American geneticist (born 1954)

Richard Allen Young (born March 12, 1954) is an American geneticist, a Member of Whitehead Institute, and a professor of biology at the Massachusetts Institute of Technology. He is a pioneer in the systems biology of gene control who has developed genomics technologies and concepts key to understanding gene control in human health and disease. He has served as an advisor to the World Health Organization and the National Institutes of Health.
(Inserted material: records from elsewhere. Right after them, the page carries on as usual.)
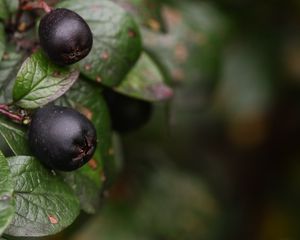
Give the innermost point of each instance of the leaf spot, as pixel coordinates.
(86, 112)
(53, 219)
(5, 198)
(105, 55)
(102, 175)
(56, 74)
(154, 25)
(111, 151)
(5, 56)
(131, 33)
(98, 79)
(87, 67)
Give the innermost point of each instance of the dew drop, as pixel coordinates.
(53, 219)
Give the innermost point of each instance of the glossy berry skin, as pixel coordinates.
(61, 137)
(64, 36)
(127, 114)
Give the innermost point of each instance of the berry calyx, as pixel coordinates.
(64, 36)
(127, 114)
(61, 137)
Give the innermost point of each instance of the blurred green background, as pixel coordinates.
(221, 159)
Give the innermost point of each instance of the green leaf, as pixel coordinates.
(3, 10)
(39, 81)
(8, 69)
(117, 41)
(146, 12)
(7, 203)
(15, 136)
(145, 81)
(88, 180)
(2, 38)
(12, 5)
(44, 203)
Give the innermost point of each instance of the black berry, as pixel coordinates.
(61, 137)
(65, 36)
(127, 114)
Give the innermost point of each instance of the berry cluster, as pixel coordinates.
(61, 137)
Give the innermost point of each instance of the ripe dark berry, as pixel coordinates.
(65, 36)
(61, 137)
(127, 114)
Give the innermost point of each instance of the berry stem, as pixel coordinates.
(41, 4)
(4, 110)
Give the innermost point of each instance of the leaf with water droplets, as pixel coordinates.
(145, 81)
(39, 81)
(45, 204)
(117, 41)
(14, 135)
(87, 182)
(7, 203)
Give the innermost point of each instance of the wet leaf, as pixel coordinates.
(39, 81)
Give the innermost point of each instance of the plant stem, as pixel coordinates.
(4, 110)
(41, 4)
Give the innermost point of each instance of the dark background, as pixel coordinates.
(221, 159)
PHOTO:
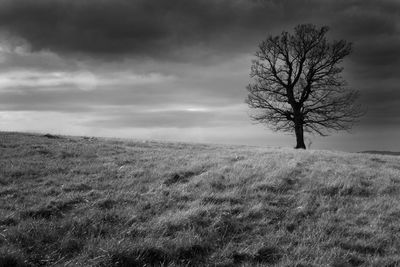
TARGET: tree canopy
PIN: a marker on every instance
(297, 84)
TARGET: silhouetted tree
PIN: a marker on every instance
(297, 84)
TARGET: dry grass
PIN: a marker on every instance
(73, 201)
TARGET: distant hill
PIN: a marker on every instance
(391, 153)
(82, 201)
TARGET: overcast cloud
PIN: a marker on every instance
(177, 69)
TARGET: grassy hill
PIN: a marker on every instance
(76, 201)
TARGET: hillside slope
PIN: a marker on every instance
(99, 202)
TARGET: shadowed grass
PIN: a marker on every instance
(71, 201)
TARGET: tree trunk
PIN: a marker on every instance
(298, 128)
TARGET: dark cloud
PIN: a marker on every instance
(143, 27)
(190, 40)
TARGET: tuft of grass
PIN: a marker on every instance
(81, 201)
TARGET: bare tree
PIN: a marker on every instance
(298, 85)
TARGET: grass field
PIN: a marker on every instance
(76, 201)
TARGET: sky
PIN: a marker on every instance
(177, 70)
He is a member of the National Academy of Sciences and the National Academy of Medicine. Scientific American has recognized him as one of the top 50 leaders in science, technology and business. Young is among the most Highly Cited Researchers in his field.

==Education==
Young was educated at Indiana University (Bachelor of Science, 1975) and Yale University (PhD, 1979).

==Research and career==
Young has made major contributions to the understanding of gene control in human development and disease. He discovered that a small set of human embryonic stem cell master transcription factors form a core regulatory circuitry that controls the gene expression program of these cells. This concept of core regulatory circuitry helps guide current efforts to understand gene control, to develop reprogramming protocols for other human cell types and to understand how gene dysregulation contributes to disease.
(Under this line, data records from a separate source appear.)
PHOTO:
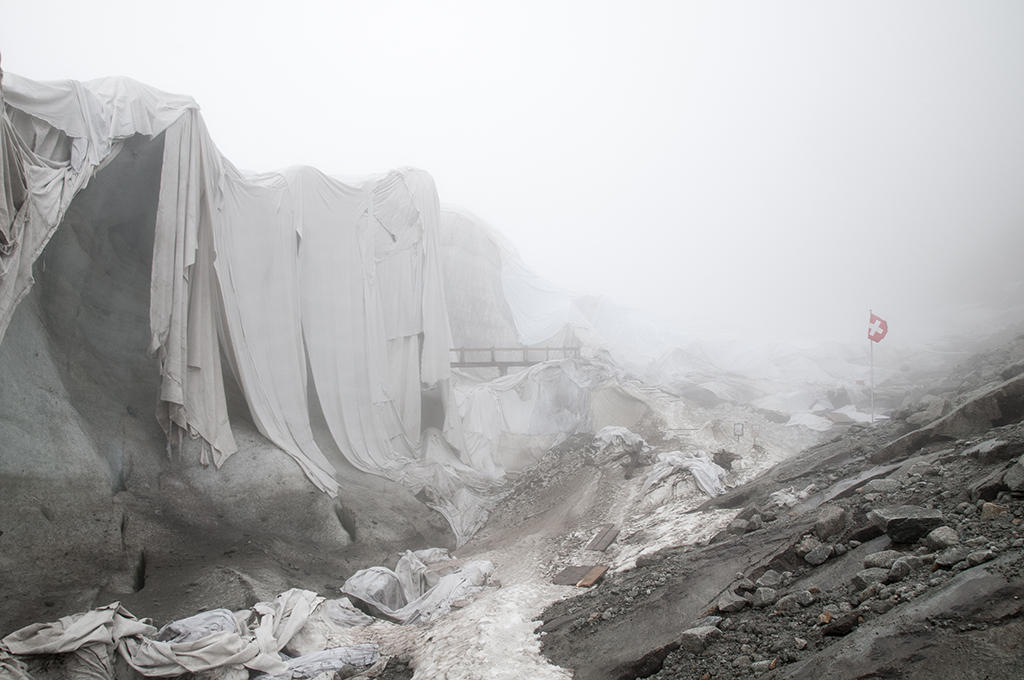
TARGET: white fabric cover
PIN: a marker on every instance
(262, 267)
(612, 439)
(206, 641)
(710, 477)
(328, 661)
(423, 586)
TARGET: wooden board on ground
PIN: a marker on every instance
(593, 576)
(605, 536)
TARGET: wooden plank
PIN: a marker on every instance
(570, 576)
(604, 538)
(592, 577)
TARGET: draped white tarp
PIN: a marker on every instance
(288, 274)
(210, 640)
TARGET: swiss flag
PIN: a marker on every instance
(877, 328)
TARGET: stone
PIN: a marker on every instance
(882, 559)
(710, 620)
(865, 578)
(745, 585)
(770, 579)
(804, 597)
(787, 603)
(832, 520)
(764, 596)
(949, 557)
(906, 523)
(990, 511)
(731, 602)
(739, 526)
(993, 451)
(818, 555)
(942, 538)
(885, 485)
(1014, 477)
(988, 486)
(899, 570)
(864, 533)
(842, 625)
(932, 408)
(980, 557)
(695, 639)
(806, 545)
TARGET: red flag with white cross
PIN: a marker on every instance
(877, 328)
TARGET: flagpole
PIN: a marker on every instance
(870, 344)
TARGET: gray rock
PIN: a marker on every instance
(885, 485)
(695, 639)
(932, 409)
(806, 545)
(738, 526)
(787, 603)
(993, 451)
(731, 602)
(744, 585)
(882, 559)
(991, 511)
(899, 570)
(818, 555)
(764, 596)
(805, 597)
(1014, 478)
(942, 538)
(950, 557)
(906, 523)
(832, 520)
(709, 621)
(865, 578)
(980, 557)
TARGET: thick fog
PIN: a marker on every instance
(768, 169)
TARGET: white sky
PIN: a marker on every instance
(774, 168)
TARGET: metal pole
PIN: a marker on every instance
(871, 345)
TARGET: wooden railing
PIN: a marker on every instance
(506, 357)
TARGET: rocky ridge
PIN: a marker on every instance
(894, 550)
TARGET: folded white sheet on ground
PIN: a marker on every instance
(423, 586)
(328, 661)
(710, 477)
(206, 641)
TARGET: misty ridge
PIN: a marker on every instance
(547, 340)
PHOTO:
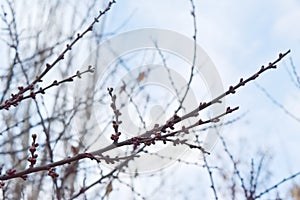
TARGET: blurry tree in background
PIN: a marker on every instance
(46, 151)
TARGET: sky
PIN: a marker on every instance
(239, 37)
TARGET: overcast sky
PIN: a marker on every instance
(240, 36)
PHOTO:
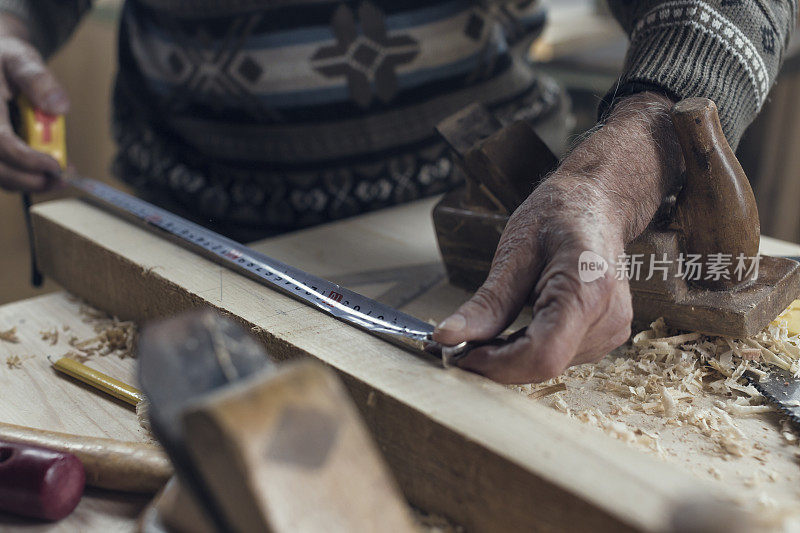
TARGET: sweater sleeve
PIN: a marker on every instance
(51, 22)
(726, 50)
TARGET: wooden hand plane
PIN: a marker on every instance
(709, 275)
Young has introduced the concept of transcriptional amplification and described how much of the gene control program in cancer cells is amplified by oncogenic transcription factors such as c-MYC. According to Young, most genes experience transcription initiation, but it is the control of transcription elongation that plays key roles in cell control in health and disease.

Young discovered that large clusters of gene control elements, called super-enhancers, regulate genes that play prominent roles in cell identity. Furthermore, Young showed that disease-associated human genome variation occurs frequently in these super-enhancers and that cancer cell super-enhancers are especially vulnerable to certain transcriptional drugs.

Young has proposed that control of gene expression occurs within insulated neighborhoods, which are structural DNA loops that contain enhancers and their target genes. He has further shown that disruption of these neighborhoods in disease contributes to gene dysregulation.

Young and his colleagues have proposed that regulation of genes occurs in nuclear bodies called biomolecular condensates. These condensates compartmentalize and concentrate the diverse biomolecules needed for proper regulation of gene expression. Young recently discovered that cancer drugs are concentrated in cellular condensates and has proposed that this pharmacodynamic behavior contributes to optimal drug action.

=== Other activities ===
Young is also an educator, entrepreneur and aviator. He teaches three courses at MIT, "COVID-19, SARS-CoV-2 and the Pandemic", "Cell Biology: Structure and Functions of the Nucleus" and "Topics of Mammalian Development and Genetics", and guest lectures at numerous universities and research institutes worldwide. Young has founded multiple companies in the biotechnology industry, including Syros Pharmaceuticals, Inc., CAMP4 Therapeutics, Omega Therapeutics and Dewpoint Therapeutics. He holds a commercial pilot license and is a member of the Aircraft Owners and Pilots Association.